The CRP is keeping its strategy close to the vest, but officials say it is similar to the one employed in 2002 and includes the 72-Hour Task Force, a get-out-the-vote effort implemented three days before the polls close on Election Day.

The party is appointing voter precinct captains statewide to carry its message into local communities and plans to register new Republicans at a variety of special events.

Without a candidate to back, the CRP will simply campaign in favor of ousting Davis without specifying a replacement. And even if Davis survives, party officials maintain the effort will help lay the groundwork for 2004, when President Bush hopes to rebound from the pounding he received in California in 2000 from former Vice President Al Gore.

"The Republican Party will continue with an aggressive voter registration program after the recall that focuses on the illegal tripling of the car tax, using the momentum from that to explain why Republicans should be in charge as opposed to Democrats,' CRP spokeswoman Karen Hanretty said.

These efforts will be driven and determined by the county parties.

Fresno, Sacramento and San Bernardino counties in particular are growth markets for the CRP, grossing about 38,000 Republican registrations in May, June and July numbers the party considers good for an off election year.

Since 1998, when vehicle fees were reduced 68 percent, the average registration has cost motorists $73. But beginning Oct. 1, it rises to $223.

DMV figures show the fee hike is even greater for new cars, rising from $127 to $390 for automobiles purchased at the state average price of $19,494.

The increase was triggered by legislation that allowed Gov. Gray Davis' finance department on June 20 to help offset California's projected $38.2 billion deficit for fiscal year 2003-04, adding $4.2 billion in taxpayer dollars to the state's general fund this year and each year after unless and until it is lowered again.

Rescue California, largely responsible for gathering the 1.4 million valid signatures that got the recall on the ballot, only needed 897,158 valid signatures and always expected to succeed.
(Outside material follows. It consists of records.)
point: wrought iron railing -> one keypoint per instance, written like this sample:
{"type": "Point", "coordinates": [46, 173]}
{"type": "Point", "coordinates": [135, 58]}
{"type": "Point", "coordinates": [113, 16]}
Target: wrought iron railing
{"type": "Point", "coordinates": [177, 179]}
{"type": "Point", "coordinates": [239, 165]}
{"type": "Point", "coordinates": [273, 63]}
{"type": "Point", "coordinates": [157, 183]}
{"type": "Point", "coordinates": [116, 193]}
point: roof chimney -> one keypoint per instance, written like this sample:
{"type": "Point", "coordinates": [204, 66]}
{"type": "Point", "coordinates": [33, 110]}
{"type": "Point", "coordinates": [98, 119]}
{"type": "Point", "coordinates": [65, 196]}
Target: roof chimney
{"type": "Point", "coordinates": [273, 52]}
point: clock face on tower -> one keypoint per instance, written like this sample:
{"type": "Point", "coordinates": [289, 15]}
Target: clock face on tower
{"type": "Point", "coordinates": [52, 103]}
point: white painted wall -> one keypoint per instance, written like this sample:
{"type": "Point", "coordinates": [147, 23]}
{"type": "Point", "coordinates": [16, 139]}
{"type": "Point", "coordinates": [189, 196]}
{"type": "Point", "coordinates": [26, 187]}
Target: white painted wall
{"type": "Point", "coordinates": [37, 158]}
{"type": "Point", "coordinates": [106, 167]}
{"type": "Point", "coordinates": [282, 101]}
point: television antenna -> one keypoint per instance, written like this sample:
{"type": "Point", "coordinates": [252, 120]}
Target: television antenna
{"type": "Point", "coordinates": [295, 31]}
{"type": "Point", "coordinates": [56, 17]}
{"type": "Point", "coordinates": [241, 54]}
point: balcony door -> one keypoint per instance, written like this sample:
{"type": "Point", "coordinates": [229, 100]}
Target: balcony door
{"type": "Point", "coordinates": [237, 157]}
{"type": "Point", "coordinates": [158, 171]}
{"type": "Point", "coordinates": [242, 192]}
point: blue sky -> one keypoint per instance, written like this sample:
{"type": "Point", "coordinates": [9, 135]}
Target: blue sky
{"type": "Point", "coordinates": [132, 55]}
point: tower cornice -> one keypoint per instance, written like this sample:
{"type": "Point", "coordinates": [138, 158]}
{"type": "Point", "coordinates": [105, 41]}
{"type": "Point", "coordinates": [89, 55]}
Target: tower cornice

But Rescue California officials credit the administration's tripling of vehicle fees with putting them so far over the top so quickly.

"The week they pulled the trigger, our signatures doubled,' Rescue California Director Phil Paule said.

The Davis campaign, billing itself as Californians Against the Costly Recall, was hesitant to speculate on how the arrival of renewal notices in voters' mailboxes would affect their mind-set. But spokesman Gabriel Sanchez expects that over the next eight weeks, voters will realize recalling Davis is not the answer.

"Gov. Gray Davis is about solutions,' Sanchez said. "And the recall does not solve problems.'

With three days to go before the filing deadline to formally declare one's candidacy, Rep. Darrell Issa, R-Vista, and state Sen. Tom McClintock, R-Thousand Oaks, have thrown their hats into the ring, while decisions from at least three other Republicans former Los Angeles Mayor Richard Riordan, actor Arnold Schwarzenegger and 2002 gubernatorial runner-up Bill Simon are expected by Saturday.

McClintock, who originally spearheaded the reduction of vehicle license fees in 1998, has vowed if elected to reduce them, as has Issa.